Being a student, I have enjoyed them and collected them in my bookmarks — until recently I talked to few people, and they did not know about it! So I decided to create a blog about free video education online. I am mostly focusing on physics, mathematics and computer science video lectures."
At the Big 10 University I went to ... we had online videos of the classes available ... but they were mainly designed for off-campus students (not on-campus students). Yet, I noticed in the classes that did have the online videos ... that the in-class attendance was much lower ... and students were missing out on the in-class interaction cause they chose to skip and just watch the vids. I for one, tried those online vids, and didn't like them. I get much more out of the class when I can interact and stop to interrupt the prof if I have a question.
The Berkeley CS61 lectures are available as free podcasts on iTMS, by the way.
What I'm listening to now on Pandora...
Christof Koch, a neuroscientist at Caltech, has some online lecture videos from a course he teaches each year on the neural basis of consciousness. They're pretty neat, and give a nice overview of visual neuroscience. There's lots of fun stuff about how splitting the brain splits consciousness, experiments which probe at our inner "zombie agents," and so forth.
my kids are 6 and 8 now. I wish I had access to top univeristy lectures when I was in high school. it would have kept me from being bored out of my head by the drivel spoon fed in public school.
I expect that the mass, nearly-free communication from the Internet will significantly shift our assumptions about education and the ages at which people get different levels of training.
Right now, people are kept out of the professional workplace as long as possible and it has been increasing over time (subtle pressures to reduce competition from young people mostly drives this). more degrees, etc mean you are 22-25 ish before you are treated as "acceptible" in the professional workplace.

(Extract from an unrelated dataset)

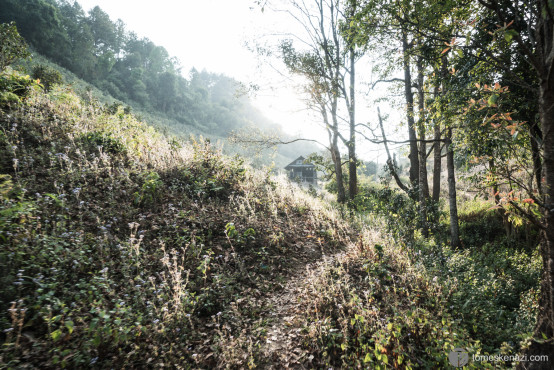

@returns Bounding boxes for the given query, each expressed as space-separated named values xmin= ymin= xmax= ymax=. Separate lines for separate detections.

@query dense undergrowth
xmin=0 ymin=68 xmax=540 ymax=368
xmin=0 ymin=68 xmax=346 ymax=368
xmin=300 ymin=187 xmax=541 ymax=368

This is completely ABSURD biologically, where one can compete as an adult (strictly biologically) at about age 16-18. Most primiltive humans had "adluthood" rituals even younger.
With widely available content, advanced degrees will mean less - I mean if you can walk into an engineering firm at age 17 and have taken and understood all the MIT classes on structural engineering - OF COURSE they will hire you in a second. They would pay you less maybe than a EE major, but who cares, the 17 yo will do it in a second. This is mirrored in current higher education and funding too. Most professors are more multidisciplinary (belonging to mutliple depts.) and funding is becoming more collaborative (like the NIH roadmap). THe result is lower importance on specific disciplines.
For my own kids, the world will change so much by the time they will be ready for college, I'm not really thinking the same rules will apply to them when they get to be 17 or 18.
We'll see....
I can give you links to some very comprehensive Human Anatomy demonstrations...
They're not exactly in a laboratory environment, though.